Plaintiffs have specified the debtor's failure to explain what happened to (1) $1.3 million worth of assets the debtor admittedly had on April 8, 1977, when he placed them in a revocable inter vivos trust, (2) $850,000 capital account owed to him by the limited partnership he managed, (3) "his interest as a general partner" in that partnership and (4) the $50,000 proceeds realized from the sale of Delray Training Center stock.

To take the last two items first, the proceeds of the stock sale have been adequately traced. The circumstances of this transaction do not constitute a separate ground for denial of discharge under this subsection. There is no evidence in this record that the debtor's interest as a general partner ever had any greater value than *169 the value of his capital account, which is the nexus of the plaintiffs' second specification.

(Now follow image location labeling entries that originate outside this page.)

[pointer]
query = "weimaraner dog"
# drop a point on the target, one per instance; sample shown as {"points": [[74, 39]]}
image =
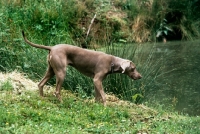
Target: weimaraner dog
{"points": [[96, 65]]}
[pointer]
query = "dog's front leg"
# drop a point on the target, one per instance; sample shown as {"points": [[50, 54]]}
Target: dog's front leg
{"points": [[99, 93]]}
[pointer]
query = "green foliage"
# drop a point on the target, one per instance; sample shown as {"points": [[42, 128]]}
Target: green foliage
{"points": [[28, 113], [6, 86]]}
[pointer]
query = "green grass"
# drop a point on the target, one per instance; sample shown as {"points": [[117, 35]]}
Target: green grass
{"points": [[28, 113]]}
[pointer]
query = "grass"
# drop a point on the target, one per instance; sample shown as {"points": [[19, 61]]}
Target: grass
{"points": [[28, 113]]}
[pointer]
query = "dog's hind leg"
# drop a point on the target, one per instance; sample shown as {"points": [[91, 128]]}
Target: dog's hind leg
{"points": [[49, 74], [60, 76]]}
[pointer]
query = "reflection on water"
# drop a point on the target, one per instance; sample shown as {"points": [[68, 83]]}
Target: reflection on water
{"points": [[172, 72]]}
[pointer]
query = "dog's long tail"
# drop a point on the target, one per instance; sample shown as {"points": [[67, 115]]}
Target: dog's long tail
{"points": [[35, 45]]}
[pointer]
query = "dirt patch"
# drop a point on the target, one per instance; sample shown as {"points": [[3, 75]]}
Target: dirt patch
{"points": [[19, 81]]}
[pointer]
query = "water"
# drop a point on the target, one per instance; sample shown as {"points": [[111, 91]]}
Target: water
{"points": [[173, 71]]}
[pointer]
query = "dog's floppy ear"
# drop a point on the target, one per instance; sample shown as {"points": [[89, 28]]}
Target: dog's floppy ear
{"points": [[124, 65]]}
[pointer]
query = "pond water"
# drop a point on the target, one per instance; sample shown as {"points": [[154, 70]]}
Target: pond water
{"points": [[171, 73]]}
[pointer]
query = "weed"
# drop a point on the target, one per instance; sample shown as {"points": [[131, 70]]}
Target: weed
{"points": [[6, 86]]}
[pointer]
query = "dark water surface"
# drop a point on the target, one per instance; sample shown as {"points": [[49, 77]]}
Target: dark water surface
{"points": [[171, 73]]}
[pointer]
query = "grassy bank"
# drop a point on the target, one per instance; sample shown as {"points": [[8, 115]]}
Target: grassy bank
{"points": [[23, 111]]}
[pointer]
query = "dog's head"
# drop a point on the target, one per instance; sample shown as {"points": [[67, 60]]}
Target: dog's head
{"points": [[129, 68]]}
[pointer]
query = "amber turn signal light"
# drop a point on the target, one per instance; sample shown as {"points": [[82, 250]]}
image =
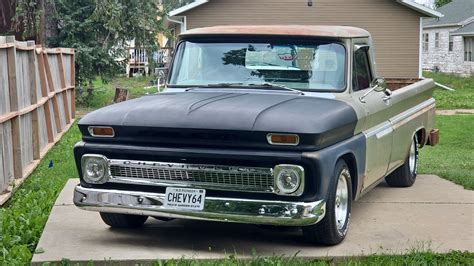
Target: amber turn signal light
{"points": [[283, 139], [103, 132]]}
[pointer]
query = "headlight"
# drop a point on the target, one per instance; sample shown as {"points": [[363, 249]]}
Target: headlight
{"points": [[289, 179], [95, 169]]}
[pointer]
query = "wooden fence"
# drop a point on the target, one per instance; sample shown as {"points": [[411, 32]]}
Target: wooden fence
{"points": [[37, 104]]}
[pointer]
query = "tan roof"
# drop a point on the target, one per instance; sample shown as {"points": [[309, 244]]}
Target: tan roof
{"points": [[287, 30]]}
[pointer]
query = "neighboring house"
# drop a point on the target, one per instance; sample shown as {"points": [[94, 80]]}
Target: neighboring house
{"points": [[448, 42], [395, 24]]}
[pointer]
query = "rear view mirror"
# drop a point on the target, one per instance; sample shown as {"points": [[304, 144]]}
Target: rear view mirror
{"points": [[378, 84]]}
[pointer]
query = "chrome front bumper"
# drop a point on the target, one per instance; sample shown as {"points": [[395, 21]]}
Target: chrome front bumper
{"points": [[215, 209]]}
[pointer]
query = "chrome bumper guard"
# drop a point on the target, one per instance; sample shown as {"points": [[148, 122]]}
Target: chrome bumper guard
{"points": [[282, 213]]}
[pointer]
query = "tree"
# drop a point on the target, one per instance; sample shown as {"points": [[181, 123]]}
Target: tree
{"points": [[99, 30], [440, 3]]}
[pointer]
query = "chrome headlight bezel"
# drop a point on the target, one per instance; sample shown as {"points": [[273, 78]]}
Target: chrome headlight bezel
{"points": [[297, 170], [102, 161]]}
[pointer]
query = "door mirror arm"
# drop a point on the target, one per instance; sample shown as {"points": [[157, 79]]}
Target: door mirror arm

The debtor concedes that he contributed $850,000 worth of property to the limited partnership which he managed. He was entitled to receive interest on this account at the rate of six percent. From time to time, he received advances. The debtor has never provided an accounting of that account and now says that it would be unduly burdensome and expensive for him to do so. The debtor's present accountant has testified that when he was employed two years ago, his predecessor's work papers reflected an $850,000 credit for the debtor, but the debtor owed $10 million to the partnership and the accountant merged the two items to reflect a negative capital account. Neither this accountant nor the debtor has provided any detail, documentation or other explanation of the debtor's liability to the partnership. The explanation offered for the loss of this asset is completely inadequate and unsatisfactory.

Plaintiffs' first specification relates to a transaction even more confusing than the debtor's partnership capital account. In 1977, the debtor placed assets he has valued at $1.3 million in a revocable trust. The same day he assigned those same assets by a separate conveyance to the limited partnership with the explanation that the partnership was the equitable owner of all the assets. Among the assets were several properties in Palm Beach which the debtor had recently transferred from himself to his wife and himself.

Once again, there is no explanation other than unsupported generalities for the alleged equitable ownership of the partnership. The debtor frankly admitted that he could not explain the contradictory manipulation of these assets. I find that the debtor has failed to explain the loss of these assets.

It follows that the debtor's discharge must be denied under 11 U.S.C. § 727(a)(2)(A), (3) and (5). As is required by B.R. 921(a), a separate judgment will be entered accordingly. Costs will be taxed on motion.